If it fails once we are well past AlphaZero, or even just more moderate superhuman AI research, this is good, as this means the “automate AI alignment” plan has a safe buffer zone.
If it fails before AI automates AI research, this is also good, because it forces them to invest in alignment.
That assumes AI firms learn the lessons needed from the failures. Our experience shows that they don’t, and they keep making systems that predictably are unsafe and exploitable, and they don’t have serious plans to change their deployments, much less actually build a safety-oriented culture.
First, strongly agreed on the central point—I think that as a community, we’ve been too heavily investing in the tractable approaches (interpretability, testing, etc.) without having the broader alignment issues taking front stage. This has led to lots of bikeshedding, lots of capabilities work, and yes, some partial solutions to problems.

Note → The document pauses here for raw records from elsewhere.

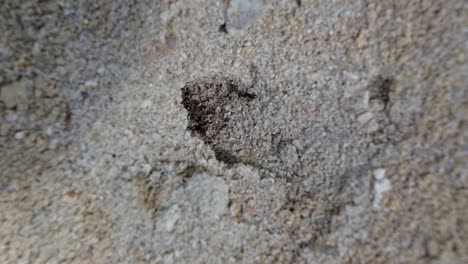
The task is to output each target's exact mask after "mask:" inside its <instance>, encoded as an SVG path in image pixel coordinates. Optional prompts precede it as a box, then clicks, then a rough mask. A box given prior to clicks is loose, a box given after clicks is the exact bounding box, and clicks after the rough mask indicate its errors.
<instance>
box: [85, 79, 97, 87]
mask: <svg viewBox="0 0 468 264" xmlns="http://www.w3.org/2000/svg"><path fill="white" fill-rule="evenodd" d="M96 86H97V81H96V80H87V81H86V82H85V87H88V88H95V87H96Z"/></svg>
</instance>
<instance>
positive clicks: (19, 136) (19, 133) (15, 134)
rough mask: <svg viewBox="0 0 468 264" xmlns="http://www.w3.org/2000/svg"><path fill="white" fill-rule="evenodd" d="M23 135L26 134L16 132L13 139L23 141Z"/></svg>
mask: <svg viewBox="0 0 468 264" xmlns="http://www.w3.org/2000/svg"><path fill="white" fill-rule="evenodd" d="M25 135H26V134H25V133H24V131H19V132H16V134H15V138H16V139H23V138H24V136H25Z"/></svg>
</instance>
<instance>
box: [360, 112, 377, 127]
mask: <svg viewBox="0 0 468 264" xmlns="http://www.w3.org/2000/svg"><path fill="white" fill-rule="evenodd" d="M373 117H374V114H372V113H371V112H365V113H362V114H360V115H359V116H358V117H357V120H358V122H359V123H361V124H366V123H367V122H369V121H370V120H371V119H372V118H373Z"/></svg>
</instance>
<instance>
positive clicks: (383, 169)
mask: <svg viewBox="0 0 468 264" xmlns="http://www.w3.org/2000/svg"><path fill="white" fill-rule="evenodd" d="M384 177H385V169H376V170H374V178H375V179H376V180H382V179H383V178H384Z"/></svg>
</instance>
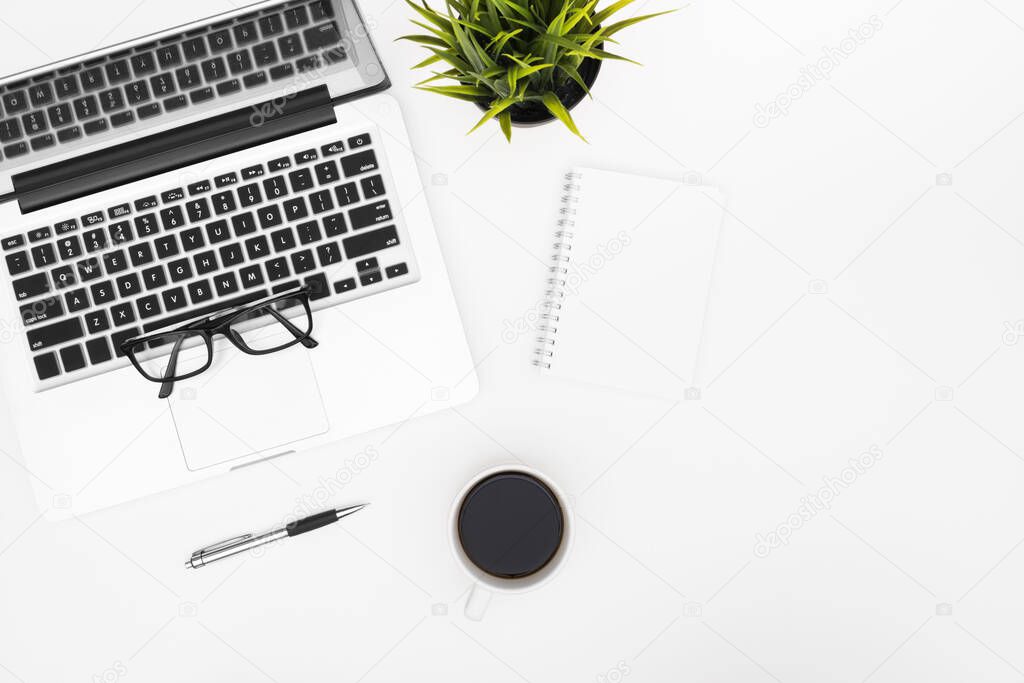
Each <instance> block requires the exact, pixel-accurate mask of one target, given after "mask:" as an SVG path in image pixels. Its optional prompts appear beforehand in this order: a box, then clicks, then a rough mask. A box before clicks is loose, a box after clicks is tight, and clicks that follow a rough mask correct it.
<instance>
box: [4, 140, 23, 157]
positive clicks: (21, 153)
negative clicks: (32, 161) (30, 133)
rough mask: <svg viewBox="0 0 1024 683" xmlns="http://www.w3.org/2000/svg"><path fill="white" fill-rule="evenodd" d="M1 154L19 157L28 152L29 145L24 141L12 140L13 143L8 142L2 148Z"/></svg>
mask: <svg viewBox="0 0 1024 683" xmlns="http://www.w3.org/2000/svg"><path fill="white" fill-rule="evenodd" d="M3 154H4V156H5V157H7V159H13V158H14V157H20V156H23V155H27V154H29V145H28V144H26V143H25V142H14V143H13V144H8V145H6V146H5V147H4V148H3Z"/></svg>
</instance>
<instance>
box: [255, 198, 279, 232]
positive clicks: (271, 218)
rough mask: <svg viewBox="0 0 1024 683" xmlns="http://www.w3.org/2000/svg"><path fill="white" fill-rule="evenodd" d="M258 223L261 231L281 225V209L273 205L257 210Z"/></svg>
mask: <svg viewBox="0 0 1024 683" xmlns="http://www.w3.org/2000/svg"><path fill="white" fill-rule="evenodd" d="M259 223H260V225H261V226H262V227H263V229H266V228H268V227H275V226H278V225H281V223H282V218H281V209H280V208H278V206H276V205H273V204H271V205H269V206H265V207H263V208H261V209H260V210H259Z"/></svg>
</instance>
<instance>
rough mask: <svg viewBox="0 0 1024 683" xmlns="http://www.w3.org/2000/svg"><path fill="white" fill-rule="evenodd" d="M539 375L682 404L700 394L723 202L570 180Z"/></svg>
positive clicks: (670, 181)
mask: <svg viewBox="0 0 1024 683" xmlns="http://www.w3.org/2000/svg"><path fill="white" fill-rule="evenodd" d="M564 186H565V194H564V196H563V197H562V207H561V214H560V218H559V220H558V229H557V231H556V240H555V243H556V244H555V254H554V257H553V258H554V266H553V267H552V269H551V276H550V279H549V280H548V288H547V293H546V297H545V304H544V311H543V312H542V315H541V317H542V318H543V319H542V325H541V336H540V338H539V340H538V342H539V345H538V348H537V351H536V356H535V365H537V366H538V367H540V369H541V372H542V373H545V374H549V375H552V376H557V377H561V378H566V379H572V380H579V381H583V382H588V383H591V384H598V385H602V386H606V387H613V388H617V389H623V390H625V391H630V392H634V393H639V394H648V395H654V396H660V397H665V398H671V399H681V398H685V397H686V395H687V390H688V389H691V387H693V386H694V384H695V382H696V379H695V373H696V369H697V359H698V353H699V348H700V341H701V335H702V330H703V321H705V315H706V310H707V305H708V296H709V292H710V289H711V281H712V270H713V267H714V262H715V251H716V248H717V243H718V233H719V229H720V227H721V224H722V219H723V214H724V209H723V206H724V201H723V199H722V197H721V196H720V195H719V194H718V193H717V190H715V189H714V188H711V187H708V186H699V185H690V184H685V183H682V182H679V181H676V180H665V179H659V178H649V177H643V176H637V175H630V174H626V173H616V172H612V171H603V170H597V169H591V168H577V169H573V170H572V171H571V172H569V173H568V174H567V175H566V176H565V185H564Z"/></svg>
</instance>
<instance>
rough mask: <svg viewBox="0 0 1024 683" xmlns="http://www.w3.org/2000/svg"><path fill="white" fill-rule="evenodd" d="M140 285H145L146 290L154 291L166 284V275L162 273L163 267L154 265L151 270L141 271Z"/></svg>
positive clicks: (145, 288) (145, 270) (161, 266)
mask: <svg viewBox="0 0 1024 683" xmlns="http://www.w3.org/2000/svg"><path fill="white" fill-rule="evenodd" d="M142 284H143V285H145V289H147V290H156V289H160V288H161V287H163V286H165V285H166V284H167V273H166V272H164V266H162V265H155V266H153V267H152V268H146V269H145V270H143V271H142Z"/></svg>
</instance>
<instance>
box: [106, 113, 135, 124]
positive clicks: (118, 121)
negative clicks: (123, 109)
mask: <svg viewBox="0 0 1024 683" xmlns="http://www.w3.org/2000/svg"><path fill="white" fill-rule="evenodd" d="M134 121H135V113H134V112H132V111H131V110H129V111H127V112H121V113H120V114H115V115H114V116H112V117H111V125H112V126H114V127H115V128H120V127H121V126H127V125H128V124H130V123H133V122H134Z"/></svg>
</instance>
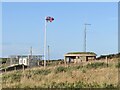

That said, I am concerned about what happens if interpretability is wildly successful—against your expectations. That is, I see interpretability as a concerning route to attempted alignment even if it succeeds in getting past the issues you note on “miss things,” “measuring progress,” and “scalability,” partly for reasons you discuss under obfuscation and reliability. Wildly successful and scalable interpretability without solving other parts of alignment would very plausibly function as a very dangerously misaligned system, and the methods for detection themselves arguably exacerbate the problem. I outlined my potential concerns about this case in more detail in a post here. I would be very interested in your thoughts about this. (And thoughts from @Buck / @Adam Shai as well!)